Saturday June 30 12:52 AM EDT
Experienced public-school teachers reportedly are increasingly opting out of handling New York City fourth-grade classes - supposedly because they can't handle the pressure of preparing their students for the important reading and math tests that gauge classroom success.
Since the union's contract lets tenured teachers choose their classroom assignments, many of those instructors have decided to leave the task of prepping fourth-grade students to those with far less experience.
Good for the senior teachers.
Too bad about the kids.
The teachers complain that they're being held accountable for poor results on the fourth-grade tests - only 44 percent of city pupils passed the reading exam this year - even though the tests actually reflect skills the kids should have been learning since kindergarten.
Maybe so.
But if teachers aren't prepared to be held accountable for the failure of their students to learn, then they shouldn't be in the classroom to begin with.
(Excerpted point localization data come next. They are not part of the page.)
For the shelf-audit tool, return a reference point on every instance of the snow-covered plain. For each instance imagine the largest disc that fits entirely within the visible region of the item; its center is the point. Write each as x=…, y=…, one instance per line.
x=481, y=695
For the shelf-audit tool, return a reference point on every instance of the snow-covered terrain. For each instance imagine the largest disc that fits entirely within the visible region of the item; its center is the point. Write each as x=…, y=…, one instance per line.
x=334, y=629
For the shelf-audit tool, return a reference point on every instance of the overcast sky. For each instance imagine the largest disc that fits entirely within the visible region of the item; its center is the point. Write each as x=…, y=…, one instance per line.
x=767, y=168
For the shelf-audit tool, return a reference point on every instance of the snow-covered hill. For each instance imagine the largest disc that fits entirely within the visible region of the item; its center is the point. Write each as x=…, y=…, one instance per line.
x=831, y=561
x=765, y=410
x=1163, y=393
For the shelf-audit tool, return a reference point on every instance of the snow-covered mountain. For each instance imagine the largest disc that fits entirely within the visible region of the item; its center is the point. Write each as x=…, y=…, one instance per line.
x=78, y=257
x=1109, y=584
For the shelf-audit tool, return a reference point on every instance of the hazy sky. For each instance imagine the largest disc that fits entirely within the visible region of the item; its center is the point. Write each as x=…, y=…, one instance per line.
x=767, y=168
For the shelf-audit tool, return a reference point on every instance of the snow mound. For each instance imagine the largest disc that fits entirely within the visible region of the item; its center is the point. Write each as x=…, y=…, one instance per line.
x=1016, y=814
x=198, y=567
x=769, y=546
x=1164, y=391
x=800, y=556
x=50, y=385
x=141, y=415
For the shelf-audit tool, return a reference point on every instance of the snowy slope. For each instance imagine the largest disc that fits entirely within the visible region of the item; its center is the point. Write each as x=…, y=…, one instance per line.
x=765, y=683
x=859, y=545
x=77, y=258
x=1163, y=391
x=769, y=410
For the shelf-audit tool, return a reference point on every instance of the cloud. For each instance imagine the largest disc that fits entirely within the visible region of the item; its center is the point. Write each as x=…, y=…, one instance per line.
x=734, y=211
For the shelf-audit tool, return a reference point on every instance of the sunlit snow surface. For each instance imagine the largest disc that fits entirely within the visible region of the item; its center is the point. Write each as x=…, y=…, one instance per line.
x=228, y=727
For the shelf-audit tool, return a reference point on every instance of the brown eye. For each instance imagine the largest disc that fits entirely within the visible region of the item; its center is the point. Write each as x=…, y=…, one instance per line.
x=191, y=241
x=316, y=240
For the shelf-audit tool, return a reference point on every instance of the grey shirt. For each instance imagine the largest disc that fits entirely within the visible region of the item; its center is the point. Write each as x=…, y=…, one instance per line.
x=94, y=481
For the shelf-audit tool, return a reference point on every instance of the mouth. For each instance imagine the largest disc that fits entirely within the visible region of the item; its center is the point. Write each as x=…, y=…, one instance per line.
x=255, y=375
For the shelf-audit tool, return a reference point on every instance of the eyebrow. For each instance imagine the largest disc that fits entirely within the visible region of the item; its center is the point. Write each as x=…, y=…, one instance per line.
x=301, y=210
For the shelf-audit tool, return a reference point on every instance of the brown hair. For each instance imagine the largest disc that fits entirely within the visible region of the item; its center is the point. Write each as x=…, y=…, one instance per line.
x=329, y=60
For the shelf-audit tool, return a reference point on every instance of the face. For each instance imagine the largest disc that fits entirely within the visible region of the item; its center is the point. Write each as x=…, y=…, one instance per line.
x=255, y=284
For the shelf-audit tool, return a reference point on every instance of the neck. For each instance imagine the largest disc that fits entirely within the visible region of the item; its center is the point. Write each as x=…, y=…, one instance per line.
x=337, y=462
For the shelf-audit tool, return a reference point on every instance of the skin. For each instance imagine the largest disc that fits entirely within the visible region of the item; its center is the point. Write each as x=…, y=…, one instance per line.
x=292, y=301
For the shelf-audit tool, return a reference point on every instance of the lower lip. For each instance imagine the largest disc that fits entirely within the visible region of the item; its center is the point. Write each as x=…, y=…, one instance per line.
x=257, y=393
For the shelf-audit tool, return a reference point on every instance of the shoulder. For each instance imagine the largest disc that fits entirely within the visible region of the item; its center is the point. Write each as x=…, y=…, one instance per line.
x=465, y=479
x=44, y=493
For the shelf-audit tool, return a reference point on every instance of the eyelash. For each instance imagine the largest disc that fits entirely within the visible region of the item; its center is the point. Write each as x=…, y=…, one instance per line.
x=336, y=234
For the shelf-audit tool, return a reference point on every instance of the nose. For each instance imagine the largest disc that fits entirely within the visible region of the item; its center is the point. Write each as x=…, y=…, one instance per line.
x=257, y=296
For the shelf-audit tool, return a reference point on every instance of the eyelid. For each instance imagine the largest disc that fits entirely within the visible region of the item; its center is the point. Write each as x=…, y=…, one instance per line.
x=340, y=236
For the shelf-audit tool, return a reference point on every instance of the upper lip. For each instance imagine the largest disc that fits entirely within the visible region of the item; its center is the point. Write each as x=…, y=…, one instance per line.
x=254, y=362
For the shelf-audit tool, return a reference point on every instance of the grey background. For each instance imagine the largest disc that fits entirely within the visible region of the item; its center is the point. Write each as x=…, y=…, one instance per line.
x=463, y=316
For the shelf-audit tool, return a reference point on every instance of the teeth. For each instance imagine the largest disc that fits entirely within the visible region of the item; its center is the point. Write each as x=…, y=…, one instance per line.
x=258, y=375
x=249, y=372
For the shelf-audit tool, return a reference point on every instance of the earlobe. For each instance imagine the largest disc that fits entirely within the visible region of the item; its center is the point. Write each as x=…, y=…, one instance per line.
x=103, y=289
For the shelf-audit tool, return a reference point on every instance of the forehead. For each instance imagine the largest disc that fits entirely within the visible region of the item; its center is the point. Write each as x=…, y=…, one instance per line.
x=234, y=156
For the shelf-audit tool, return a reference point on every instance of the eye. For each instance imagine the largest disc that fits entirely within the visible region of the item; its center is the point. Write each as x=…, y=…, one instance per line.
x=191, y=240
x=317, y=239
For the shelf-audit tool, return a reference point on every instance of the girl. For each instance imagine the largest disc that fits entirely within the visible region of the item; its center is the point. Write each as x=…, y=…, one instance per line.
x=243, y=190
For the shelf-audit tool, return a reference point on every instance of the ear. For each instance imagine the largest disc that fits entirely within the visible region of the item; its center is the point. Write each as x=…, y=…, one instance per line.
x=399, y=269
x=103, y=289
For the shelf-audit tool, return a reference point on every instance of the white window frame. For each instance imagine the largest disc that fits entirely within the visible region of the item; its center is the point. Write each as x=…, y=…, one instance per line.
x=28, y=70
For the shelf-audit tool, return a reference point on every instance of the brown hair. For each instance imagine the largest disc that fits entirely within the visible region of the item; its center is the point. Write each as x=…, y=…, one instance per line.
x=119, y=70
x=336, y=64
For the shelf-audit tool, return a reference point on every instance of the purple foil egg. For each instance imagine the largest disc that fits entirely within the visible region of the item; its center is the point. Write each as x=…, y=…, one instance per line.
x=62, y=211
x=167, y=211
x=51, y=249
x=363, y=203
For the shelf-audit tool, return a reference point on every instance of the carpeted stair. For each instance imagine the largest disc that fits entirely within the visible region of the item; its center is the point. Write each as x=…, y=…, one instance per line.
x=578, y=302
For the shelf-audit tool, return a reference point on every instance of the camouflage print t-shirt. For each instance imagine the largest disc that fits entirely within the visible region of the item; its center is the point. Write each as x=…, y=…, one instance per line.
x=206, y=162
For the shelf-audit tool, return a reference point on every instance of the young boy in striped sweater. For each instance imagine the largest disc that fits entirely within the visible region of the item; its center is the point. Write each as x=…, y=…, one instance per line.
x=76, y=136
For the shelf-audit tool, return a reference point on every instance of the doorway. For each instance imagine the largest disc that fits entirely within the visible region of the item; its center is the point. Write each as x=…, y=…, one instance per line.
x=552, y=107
Fourth-grade tests are the most critical factor when it comes to evaluating an elementary school. So yes, the pressure on teachers is enormous.
But it should be. If students aren't learning, then there has to be accountability.
Besides, we're not talking about inculcating 10-year-olds in the finer points of philosophy or trigonometry. The tests measure basic skills - of the kind that every fourth-grader needs to have.
UFT President Randi Weingarten complains that the tests are being used as an "off-with-your-head tool." That strikes us as overheated rhetoric - but if it's true, we don't exactly have a problem.
Actually, it's time for all teachers - not just those responsible for fourth-graders - to start feeling more pressure to prepare their students properly.
Those who can't do that should have reason to feel nervous.